Margaret Stewart Rogers, who worked in journalism and real estate and was a horsewoman, died Sunday after a four-year struggle with cancer at the Greater Baltimore Medical Center. She was 49.

The former Margaret Stewart Phelps was a lifelong Maryland resident who, until moving to Baltimore to pursue a career, lived at "Serendipity," the family farm in Glen Arm.

Known as "Maggie" to her friends, she was the great-granddaughter of Judge Charles Edward Phelps of the Baltimore City Supreme Bench, now the Circuit Court.

She graduated from Bryn Mawr School in 1963 and attended St. Mary's College. She was presented at the Bachelors Cotillon in 1963.

As a cub reporter at the News American, she was sent to cover a court case that was postponed. The city editor suggested that she pick up another court story and she wandered into the courtroom of Judge Henry L. Rogers, who engaged her in conversation and invited her to lunch. They were married in 1969.

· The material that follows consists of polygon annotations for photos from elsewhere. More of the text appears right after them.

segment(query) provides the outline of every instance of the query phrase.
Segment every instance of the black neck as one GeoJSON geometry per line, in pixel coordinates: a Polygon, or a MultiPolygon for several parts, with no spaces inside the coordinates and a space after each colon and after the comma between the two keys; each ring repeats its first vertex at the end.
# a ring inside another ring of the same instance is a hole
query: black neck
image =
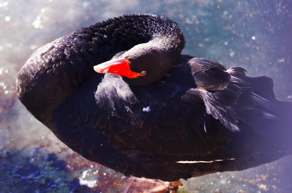
{"type": "Polygon", "coordinates": [[[178,23],[150,15],[110,19],[64,36],[38,49],[22,67],[17,82],[19,99],[49,127],[51,111],[96,73],[93,66],[156,39],[177,54],[184,46],[178,23]]]}

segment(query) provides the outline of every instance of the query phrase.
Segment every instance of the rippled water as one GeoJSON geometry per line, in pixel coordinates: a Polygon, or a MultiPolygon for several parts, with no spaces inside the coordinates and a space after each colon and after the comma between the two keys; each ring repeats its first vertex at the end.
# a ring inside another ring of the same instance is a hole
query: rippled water
{"type": "MultiPolygon", "coordinates": [[[[123,192],[113,183],[127,179],[63,144],[20,103],[15,83],[37,48],[130,13],[168,16],[183,29],[184,53],[271,76],[277,98],[292,101],[291,0],[0,0],[0,192],[123,192]]],[[[190,193],[291,193],[292,160],[194,178],[183,187],[190,193]]]]}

She continued working at the News American until 1972. Her husband died in 1992.

She was associated on a full-and part-time basis with the real estate companies of O'Conor, Piper and Flynn and Prudential Preferred Properties until her illness forced her to quit working.

When her cancer first was diagnosed, she found renewed energy and spirit in the outdoors and returned to show riding, which she had pursued as a girl. She acquired a retired and not-quite-winning thoroughbred named Dr. Wimmer and the horse won some ribbons at area horse shows.

She told friends that Wimmer was good medicine for her. It was only after they became a team that she discovered he had been named for a prominent oncologist.

She is survived by her daughter, Martha Woodward Phelps Rogers of Baltimore; and by Jonathan D. Rogers of Baltimore and Estelle Rogers of Washington, D.C., the children of her late husband.

Services were private. The family will receive visitors from 6 p.m. to 9 p.m. today at the home of Jonathan D. Rogers, 7703 Crossland Road, Pikesville.

Memorial donations may be made to the Keelty Oncology Unit at the Greater Baltimore Medical Center.